The rate-setting committee offered few specifics on the central bank’s upcoming plans in its statement released Wednesday. However, economists are almost certain that today’s decision to not cut interest rates makes it a virtual certainty the Fed will lower them at its next meeting in September. 

For some economists, that would be too late. In fact, there is a chorus of economists and investors that believe even a July rate cut would have been too late. They argue that the Fed’s preferred inflation metric, the personal consumption expenditures (PCE) index, has been approaching its 2% target for months. But approaching a target is not the same as hitting it. For months the Fed has been clear that while the economy is making progress on inflation it wants to see evidence that trajectory is becoming permanent. 

Since the beginning of the year Powell has been warning that he wants “more good data” that would demonstrate inflation won’t get stuck above the Fed’s target rate. 

Some investors agreed with Powell’s preference to wait for more data. “Waiting until the September FOMC for the start of a rate cut campaign gives the Fed two more CPI reports to react to, which may confirm the nascent disinflationary trends that have begun to unfold over the last few months,” said Mike Reynolds, vice president of investment strategy at Glenmede.

The latest data from June showed the PCE was up 2.5% compared to the same time last year. That number represented a slight dip from May when the PCE index was up 2.6%. Overall inflation, measured in the consumer price index, rose 3.0% in June compared to the prior year. Notably, however, it fell 0.1% compared to May. That was the first time the consumer price index declined month-over-month since May 2020—more than four years ago. 

The general trajectory of these numbers shows that inflation has come down significantly from its peak in the summer of 2022. But despite stabilizing, it still hasn’t come down enough for the Fed to feel comfortable about lowering rates. 

Some economists consider Powell’s approach overly cautious.
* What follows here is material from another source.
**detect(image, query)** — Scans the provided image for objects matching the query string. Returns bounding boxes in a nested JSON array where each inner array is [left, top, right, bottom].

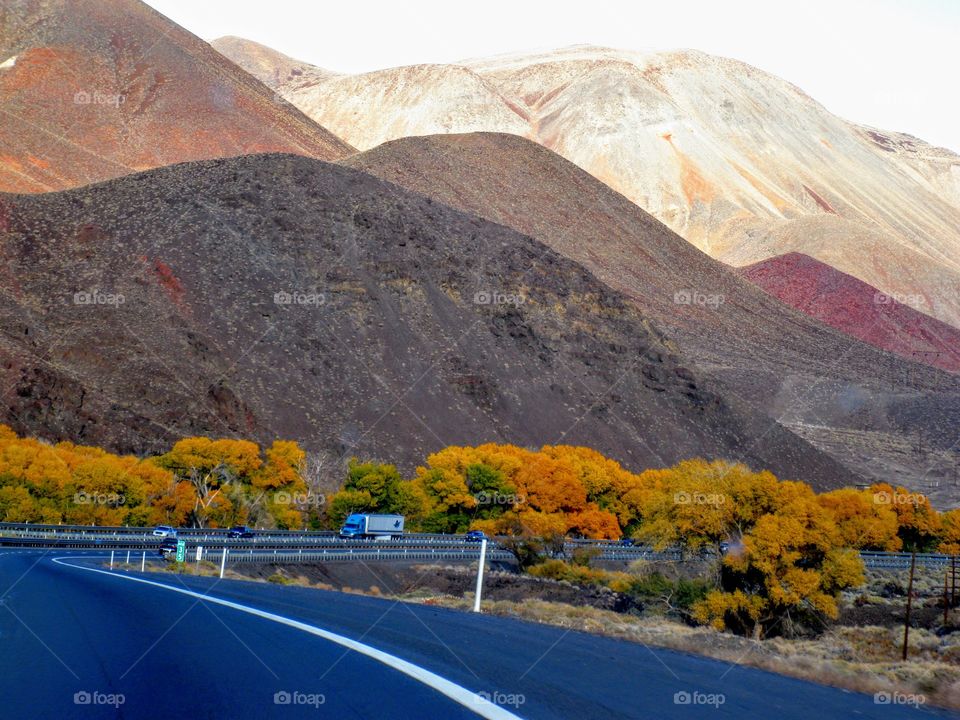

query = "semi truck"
[[340, 513, 403, 540]]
About 25% of the economists polled in the Wall Street Journal’s quarterly economist survey said the Fed should have cut rates at the current July meeting. Notably, though, only 2% thought the Fed actually would. 

“The Fed is being extra cautious because they want to make sure inflation has indeed turned the corner, but that could be costly in terms of risking an unnecessary deterioration in the labor market,” Oscar Muñoz, chief U.S. macro strategist at TD Securities, said in a note.

Nobel prize-winning economist Paul Krugman said “the Fed should cut rates now now now,” in a post on X on Monday. Krugman cited a specific metric from the Federal Reserve Bank of New York that aims to measure inflation’s “persistence.” 

For his part, Powell has maintained that his focus was on the Fed’s dual mandate of lowering inflation while maintaining near maximum employment. He has mostly succeeded in this goal, as inflation has undoubtedly come down while the job market has remained historically strong. 

But progressives point to a sharply slowing job market, which could be an early sign of a recession. On Wednesday job growth in the private sector slowed more than expected, adding just 122,000 jobs in July, according to data from ADP, while the unemployment rate for June ticked up to 4.1% from 4% in May. That comes after the unemployment rate had been below 4% since February 2022.